Mackenzie Eaglen and John G. Ferrari also observe with concern the narrowing of American military advantages and recommend specific programmatic investments in conventional capabilities that would provide an edge in a range of Taiwan deterrence and conflict scenarios. Recommendations include:

· Securing US Air Force air superiority across legacy and modernized systems, such as hypersonic missiles;

· Increasing Army troop and funding levels, protecting both from budget sacrifices for the other services;

· Expanding the US naval fleet and domestic production capacity; and

· Ensuring Joint Force and hybrid investments in regional posturing, air and missile defense, and intelligence, surveillance, and reconnaissance are bolstered across services

They also criticize the Biden administration’s FY23 defense budget request for largely ignoring the modernization needs relevant for near-term Taiwan contingencies.

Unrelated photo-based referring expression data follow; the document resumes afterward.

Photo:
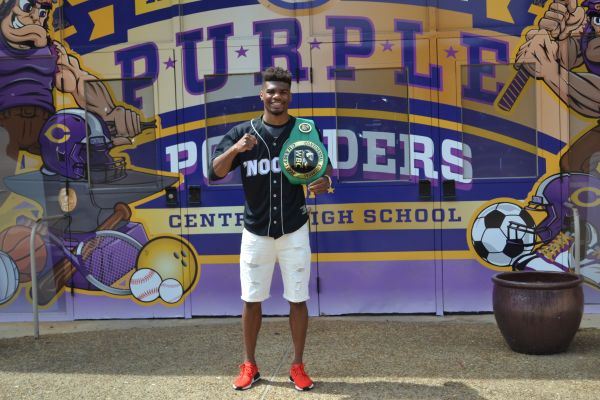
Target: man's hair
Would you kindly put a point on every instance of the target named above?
(277, 74)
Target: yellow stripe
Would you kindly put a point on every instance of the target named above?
(359, 257)
(346, 112)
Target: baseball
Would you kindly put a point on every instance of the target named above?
(170, 291)
(144, 284)
(172, 258)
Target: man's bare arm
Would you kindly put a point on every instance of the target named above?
(222, 164)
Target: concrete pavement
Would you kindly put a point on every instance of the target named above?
(358, 357)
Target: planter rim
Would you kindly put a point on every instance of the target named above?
(510, 279)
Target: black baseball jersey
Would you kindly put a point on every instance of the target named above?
(273, 206)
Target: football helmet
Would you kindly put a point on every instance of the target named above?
(75, 144)
(549, 198)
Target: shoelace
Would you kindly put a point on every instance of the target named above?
(552, 249)
(298, 370)
(246, 370)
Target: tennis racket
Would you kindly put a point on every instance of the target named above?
(84, 258)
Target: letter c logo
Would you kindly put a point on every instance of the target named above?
(587, 201)
(58, 127)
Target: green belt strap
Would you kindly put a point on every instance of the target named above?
(303, 157)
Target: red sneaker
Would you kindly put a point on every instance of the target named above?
(300, 378)
(248, 376)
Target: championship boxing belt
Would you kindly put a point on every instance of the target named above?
(303, 157)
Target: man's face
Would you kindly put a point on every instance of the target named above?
(23, 27)
(276, 97)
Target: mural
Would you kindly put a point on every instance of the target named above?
(462, 135)
(95, 247)
(555, 52)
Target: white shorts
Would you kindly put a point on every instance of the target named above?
(257, 262)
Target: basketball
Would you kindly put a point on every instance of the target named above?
(9, 278)
(14, 241)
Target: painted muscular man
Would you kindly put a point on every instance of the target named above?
(568, 38)
(31, 66)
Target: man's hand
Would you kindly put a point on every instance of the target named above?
(539, 54)
(125, 125)
(320, 185)
(247, 142)
(562, 18)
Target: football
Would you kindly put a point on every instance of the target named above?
(490, 233)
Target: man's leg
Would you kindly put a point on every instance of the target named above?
(251, 322)
(298, 326)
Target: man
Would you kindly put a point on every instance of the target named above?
(31, 67)
(566, 41)
(275, 222)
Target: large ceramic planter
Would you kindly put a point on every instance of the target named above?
(538, 312)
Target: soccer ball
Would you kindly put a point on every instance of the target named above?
(490, 234)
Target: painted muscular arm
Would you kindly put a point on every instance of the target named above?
(91, 94)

Klon Kitchen’s chapter addresses the role cyber operations could play in a Chinese attack on Taiwan. He assesses them as central to Chinese doctrine, “both ‘a domain in which war occurs’ and ‘the central means to wage military conflict.’” He describes China’s Strategic Support Force and its operational concepts as “a collection of ceaseless activities only varying in intensity based on political requirements.” Taiwan should expect offensive cyberattacks in peacetime to “manipulate, disrupt, or destroy networks, infrastructure, and daily life” and in wartime to prevent communications networks and government services from functioning. The US should anticipate cyberattacks meant to impede US military responses. He concludes, “Taiwan is catastrophically vulnerable to Chinese cyber aggression,” and he recommends engaging in more intensive joint cyberwar exercises, allowing US access to Taiwanese systems, and removing American companies’ artificial intelligence research from China.

Paul Wolfowitz draws on the history of the Korean War for lessons on deterring Chinese aggression against Taiwan. In particular, he emphasizes how the unexpected consequences of that war strengthened the West: creation of NATO’s integrated military command, increased US defense spending from $133 billion to $402 billion in four years, adoption of the more militarized containment recommended by NSC-68, and creation of the US-Taiwan mutual defense treaty of 1954. He concludes, “In the case of a [People’s Republic of China] attack on Taiwan, one obvious concern would be that Japan or even South Korea might reconsider its nuclear nonproliferation commitments and reliance on the US to provide nuclear deterrence.” For the US, the lesson should be that “the Korean War was preventable, if only the US had made clear beforehand that it would forcefully oppose North Korean aggression.” He also draws on work by AEI’s Dan Blumenthal that recommends a strategic framework for US-Taiwanese relations.

We at AEI hope you find this book useful as you think your way through the demanding problems of defending Taiwan—and the consequences for American security if we should fail to do so.